People often ask what is more important – what you say or how you say it?

They are both important – this post focuses on the language we use to convey our ideas, and how they can effect the conversations we have.

As someone who believes that life is 50% content, 50% presentation, the language we use in our daily lives fascinates me. I’ve seen people who have a lot of great things to say, but their delivery made for a less than compelling message. On the flipside, I’ve heard people who are amazing presenters and communicators, but they lacked substance. In the marketing world we are in, we tend to embrace the latter, and they may succeed at least in the short-term. Ideally, you can have a strong message that is presented well, and it ‘sticks’.

Why do we talk the way that we do? Do you think about the origins of what you are saying or the impact of how you speak on the effectiveness of your message? Or the end results?

The words we use affect our conversations. Think about a racial slur, a derogatory term, a swear word, a slang word for a body part. These have more obvious effects because of the societal taboos put upon them. They draw instant emotional reactions.

Now think about these other categories of phrases and words that we use that impact your conversation in ways you may not even think about – until now.

Phrases with violence to animals

For some reason, a lot of these phrases have made their way into our regular vocabulary. They are quite graphic and violent, and yet are spoken by some of the most mild-mannered and peaceful people, because they are widely accepted phrases.

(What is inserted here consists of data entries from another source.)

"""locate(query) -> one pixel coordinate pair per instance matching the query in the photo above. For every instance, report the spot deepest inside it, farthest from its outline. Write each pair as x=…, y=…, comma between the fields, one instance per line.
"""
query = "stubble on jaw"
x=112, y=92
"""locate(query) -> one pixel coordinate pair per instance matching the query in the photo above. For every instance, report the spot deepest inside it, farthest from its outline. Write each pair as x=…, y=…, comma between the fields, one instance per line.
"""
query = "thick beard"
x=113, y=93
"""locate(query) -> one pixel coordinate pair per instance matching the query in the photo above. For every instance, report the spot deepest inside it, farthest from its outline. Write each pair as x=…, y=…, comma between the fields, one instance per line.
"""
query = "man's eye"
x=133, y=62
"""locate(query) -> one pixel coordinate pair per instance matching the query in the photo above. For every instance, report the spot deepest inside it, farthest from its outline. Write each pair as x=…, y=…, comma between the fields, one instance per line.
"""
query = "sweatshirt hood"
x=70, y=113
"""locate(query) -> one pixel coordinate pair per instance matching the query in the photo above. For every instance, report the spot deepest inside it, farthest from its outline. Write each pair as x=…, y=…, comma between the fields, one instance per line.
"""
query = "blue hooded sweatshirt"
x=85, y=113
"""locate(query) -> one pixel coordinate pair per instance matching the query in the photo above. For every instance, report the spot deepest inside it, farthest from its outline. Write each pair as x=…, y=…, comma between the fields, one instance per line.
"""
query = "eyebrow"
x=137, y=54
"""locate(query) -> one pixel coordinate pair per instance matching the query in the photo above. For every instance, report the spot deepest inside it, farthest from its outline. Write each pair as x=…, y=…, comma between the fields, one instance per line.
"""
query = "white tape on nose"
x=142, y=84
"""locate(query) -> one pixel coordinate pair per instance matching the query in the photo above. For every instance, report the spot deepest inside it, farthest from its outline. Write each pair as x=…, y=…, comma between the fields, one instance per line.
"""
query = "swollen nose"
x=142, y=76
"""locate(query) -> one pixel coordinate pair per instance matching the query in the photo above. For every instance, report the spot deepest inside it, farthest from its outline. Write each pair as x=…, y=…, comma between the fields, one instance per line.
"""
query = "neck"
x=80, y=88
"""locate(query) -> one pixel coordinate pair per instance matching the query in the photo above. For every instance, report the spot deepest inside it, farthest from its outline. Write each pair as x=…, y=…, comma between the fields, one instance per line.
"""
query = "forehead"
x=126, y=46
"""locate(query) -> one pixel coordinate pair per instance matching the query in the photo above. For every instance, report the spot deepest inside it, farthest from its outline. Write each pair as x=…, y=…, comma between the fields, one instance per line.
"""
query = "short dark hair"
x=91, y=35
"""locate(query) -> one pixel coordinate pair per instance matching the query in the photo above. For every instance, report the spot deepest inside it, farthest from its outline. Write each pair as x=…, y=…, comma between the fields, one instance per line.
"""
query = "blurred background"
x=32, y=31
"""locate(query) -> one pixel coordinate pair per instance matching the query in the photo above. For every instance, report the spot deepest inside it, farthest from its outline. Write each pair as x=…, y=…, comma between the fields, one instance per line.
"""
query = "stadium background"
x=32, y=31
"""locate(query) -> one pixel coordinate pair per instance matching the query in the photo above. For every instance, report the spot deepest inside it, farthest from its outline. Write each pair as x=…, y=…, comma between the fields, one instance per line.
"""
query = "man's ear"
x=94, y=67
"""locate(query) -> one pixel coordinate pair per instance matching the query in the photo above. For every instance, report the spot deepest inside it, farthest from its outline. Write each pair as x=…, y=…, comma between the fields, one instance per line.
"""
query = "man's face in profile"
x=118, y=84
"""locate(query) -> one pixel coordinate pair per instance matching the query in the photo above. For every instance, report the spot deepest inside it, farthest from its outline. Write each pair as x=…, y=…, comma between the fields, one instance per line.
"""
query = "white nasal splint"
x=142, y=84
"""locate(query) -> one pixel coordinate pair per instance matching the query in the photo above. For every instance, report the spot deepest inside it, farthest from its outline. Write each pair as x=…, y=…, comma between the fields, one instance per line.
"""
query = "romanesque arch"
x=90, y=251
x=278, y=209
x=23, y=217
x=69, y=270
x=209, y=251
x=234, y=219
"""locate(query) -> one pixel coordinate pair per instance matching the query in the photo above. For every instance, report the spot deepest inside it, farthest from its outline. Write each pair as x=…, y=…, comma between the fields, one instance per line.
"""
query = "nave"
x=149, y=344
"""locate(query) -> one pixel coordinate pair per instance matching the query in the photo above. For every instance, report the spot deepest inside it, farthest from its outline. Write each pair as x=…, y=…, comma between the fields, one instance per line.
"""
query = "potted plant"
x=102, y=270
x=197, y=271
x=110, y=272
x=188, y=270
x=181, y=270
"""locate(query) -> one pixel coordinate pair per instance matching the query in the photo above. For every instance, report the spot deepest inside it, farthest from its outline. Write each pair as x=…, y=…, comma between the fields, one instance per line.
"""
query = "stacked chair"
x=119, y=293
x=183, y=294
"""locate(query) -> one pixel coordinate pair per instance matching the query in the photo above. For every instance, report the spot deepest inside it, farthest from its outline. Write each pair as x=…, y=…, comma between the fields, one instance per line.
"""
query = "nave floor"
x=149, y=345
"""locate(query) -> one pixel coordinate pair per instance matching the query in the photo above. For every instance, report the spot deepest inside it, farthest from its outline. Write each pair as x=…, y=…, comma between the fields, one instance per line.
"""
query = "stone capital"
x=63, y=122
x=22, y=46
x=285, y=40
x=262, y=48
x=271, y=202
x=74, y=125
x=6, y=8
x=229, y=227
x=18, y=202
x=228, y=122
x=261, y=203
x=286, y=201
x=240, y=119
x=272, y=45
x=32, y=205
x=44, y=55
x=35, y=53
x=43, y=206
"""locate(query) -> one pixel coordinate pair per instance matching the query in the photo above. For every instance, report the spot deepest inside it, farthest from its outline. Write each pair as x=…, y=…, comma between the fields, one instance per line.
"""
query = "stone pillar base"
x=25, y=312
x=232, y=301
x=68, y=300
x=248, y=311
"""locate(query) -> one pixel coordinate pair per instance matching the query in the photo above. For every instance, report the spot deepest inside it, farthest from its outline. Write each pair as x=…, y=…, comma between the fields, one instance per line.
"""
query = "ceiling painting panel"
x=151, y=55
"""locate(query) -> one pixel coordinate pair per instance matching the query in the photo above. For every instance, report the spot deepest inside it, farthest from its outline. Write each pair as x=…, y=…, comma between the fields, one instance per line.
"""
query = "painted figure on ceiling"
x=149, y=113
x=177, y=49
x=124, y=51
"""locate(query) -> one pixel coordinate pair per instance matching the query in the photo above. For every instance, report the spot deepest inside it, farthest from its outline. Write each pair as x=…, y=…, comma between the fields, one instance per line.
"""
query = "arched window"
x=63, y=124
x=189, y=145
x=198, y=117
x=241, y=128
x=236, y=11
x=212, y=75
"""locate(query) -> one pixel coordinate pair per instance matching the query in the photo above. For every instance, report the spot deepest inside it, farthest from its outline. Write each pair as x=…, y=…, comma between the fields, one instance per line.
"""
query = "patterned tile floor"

  • There’s more than one way to skin a cat
  • Kill two birds with one stone
  • Let’s stop beating a dead horse
  • Not enough room to swing a cat

Instead, can we find less violent alternatives? They don’t have to be boring and can convey the same message. How about instead of skinning a cat, we say, “There’s more than one way to scale a mountain”?

Failure talk

When we use certain words or phrases, there is a subconscious psychological effect on ourselves or others. These phrases can be especially toxic in organizations because they can destroy productivity and creativity.

  • “I will try…” or “I aim…” or “Hopefully…” or “If we are successful…” – these phrases imply the possibility of failure and are proven to make the achievement of whatever you say afterwards less likely to happen. Instead, say “I will…” or “When we succeed…”
  • “It’s impossible…” or “I can’t do it…” – by saying these phrases, you are creating negative reinforcement pathways in your brain. Steve Jobs had the sentiment that you can achieve the impossible if you don’t know that it is impossible. Keep an open mind and think about how you can make something happen, and you will be surprised at the results. If you must say you are not doing something, say “I choose not to…”, which at least reinforces your own power to make choices.
  • “That’s a bad idea…” – as adults, we often shut each other down before letting great ideas breathe. This can stifle creativity and eventually make us stop generating or sharing ideas. This is an innovation killer. Open your mind to new ideas. At the very least, we can learn from and build on ideas that initially may not make sense to us. Huge change doesn’t happen without creativity.

Bad apologies

Apologizing is a difficult thing to do. When done right, you can rebuild bridges, repair relationships and ease tension. When done poorly, you can make things much worse very quickly. The first step is being sincere about apologizing. Next is making sure the language you use doesn’t have the opposite effect you intended to have.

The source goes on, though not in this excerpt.